Content delivery is the original reason behind the rise of CDNs such as Akamai and Limelight. By caching content, end users enjoy improved experiences online. Today, when that content is cached at the edge instead of the cloud, whether it is video, music or a traditional web page, end users benefit from optimized performance. Meanwhile, for developers, edge computing can free up the need to rely on a single CDN provider for all content delivery related services (e.g. caching, WAF, image optimization, etc.) and offer more flexibility to choose services and customize needs for each application or site.
Future Use Cases
As a result of the advances in edge computing, developers may soon have the ability to build a whole new class of consumer and industrial applications. At the Gartner Symposium/ITxpo in Orlando, Florida in 2018, David Cearley, Vice President and Fellow, told the crowded audience, “The future will be characterized by smart devices delivering increasingly insightful digital services everywhere”. Cearley added, “We call this the intelligent digital mesh”. He uses “intelligent” to signify the increasing amount of AI used in computing, “digital” to describe the growing combination of the digital and physical worlds, and “mesh” to signify the expanding connection points between people, enterprise, devices, content, and services.
One of the prime use cases for the intelligent digital mesh is smart cities. The main goal of a smart city is to optimize functions, help propel the city’s economic growth and improve quality of life for its residents through the use of smart technology and data analysis.
The world’s population is growing more quickly than ever before. The United Nations recently predicted that 68% of the world’s population will live in urban areas by 2050. According to a 2017 report from the National League of Cities, 66% of cities in the US said they were investing in smart city infrastructure.

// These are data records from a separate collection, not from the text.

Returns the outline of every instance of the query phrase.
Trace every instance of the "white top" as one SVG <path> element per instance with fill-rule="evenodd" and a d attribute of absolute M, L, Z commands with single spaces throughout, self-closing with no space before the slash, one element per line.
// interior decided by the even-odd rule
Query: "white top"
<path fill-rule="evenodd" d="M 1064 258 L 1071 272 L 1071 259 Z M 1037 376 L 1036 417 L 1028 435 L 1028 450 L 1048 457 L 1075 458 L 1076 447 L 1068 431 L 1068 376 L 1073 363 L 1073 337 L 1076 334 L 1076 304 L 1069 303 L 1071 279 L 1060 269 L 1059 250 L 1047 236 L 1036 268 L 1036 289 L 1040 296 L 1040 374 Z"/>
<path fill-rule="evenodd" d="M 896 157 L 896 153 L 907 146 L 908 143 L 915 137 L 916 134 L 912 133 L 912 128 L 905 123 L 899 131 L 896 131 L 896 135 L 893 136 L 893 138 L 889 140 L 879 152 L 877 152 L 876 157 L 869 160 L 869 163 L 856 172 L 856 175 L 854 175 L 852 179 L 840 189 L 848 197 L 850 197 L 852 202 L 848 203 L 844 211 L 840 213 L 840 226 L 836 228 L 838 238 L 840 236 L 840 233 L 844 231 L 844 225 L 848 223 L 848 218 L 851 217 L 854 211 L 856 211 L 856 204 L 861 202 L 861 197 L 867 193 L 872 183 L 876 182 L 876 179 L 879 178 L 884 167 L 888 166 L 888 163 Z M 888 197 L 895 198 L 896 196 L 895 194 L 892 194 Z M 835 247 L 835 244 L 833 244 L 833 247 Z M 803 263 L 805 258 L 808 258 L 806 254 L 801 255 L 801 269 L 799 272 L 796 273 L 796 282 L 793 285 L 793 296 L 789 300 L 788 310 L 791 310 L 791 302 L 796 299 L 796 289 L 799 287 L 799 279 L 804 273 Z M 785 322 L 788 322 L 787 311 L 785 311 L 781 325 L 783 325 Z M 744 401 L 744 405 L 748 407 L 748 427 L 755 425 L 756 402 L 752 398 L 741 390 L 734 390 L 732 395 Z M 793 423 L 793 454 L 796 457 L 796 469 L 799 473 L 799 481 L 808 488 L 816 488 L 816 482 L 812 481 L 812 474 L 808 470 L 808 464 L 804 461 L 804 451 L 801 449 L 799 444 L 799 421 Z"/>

Using smart city initiatives to help manage a city’s growth could be ever more useful; for example, smart traffic management to monitor and analyze traffic flows can be used to optimize streetlights use or prevent roads from over-congestion based on rush hour schedules. Smart transit companies can better coordinate their services and fulfill the needs of riders in real-time. Ride-sharing can decrease the amount of regular traffic and provide a useful public service in a smart city. Energy conservation and efficiency can be improved via smart devices, such as energy sensors and smart grid technology. Environmental concerns such as air pollution and climate change can also be monitored and addressed.
The potential of smart cities the world over and their need for continuous connectivity can be enabled through edge compute and localizing digital infrastructure. In order for smart cities to become a reality, however, major investment in effective edge computing will be a necessity.
Applications Not Yet Imagined
There are many possibilities for edge applications that remain unimagined. As edge computing becomes more of an adopted reality, there are seemingly boundless opportunities for everything it can and will enable.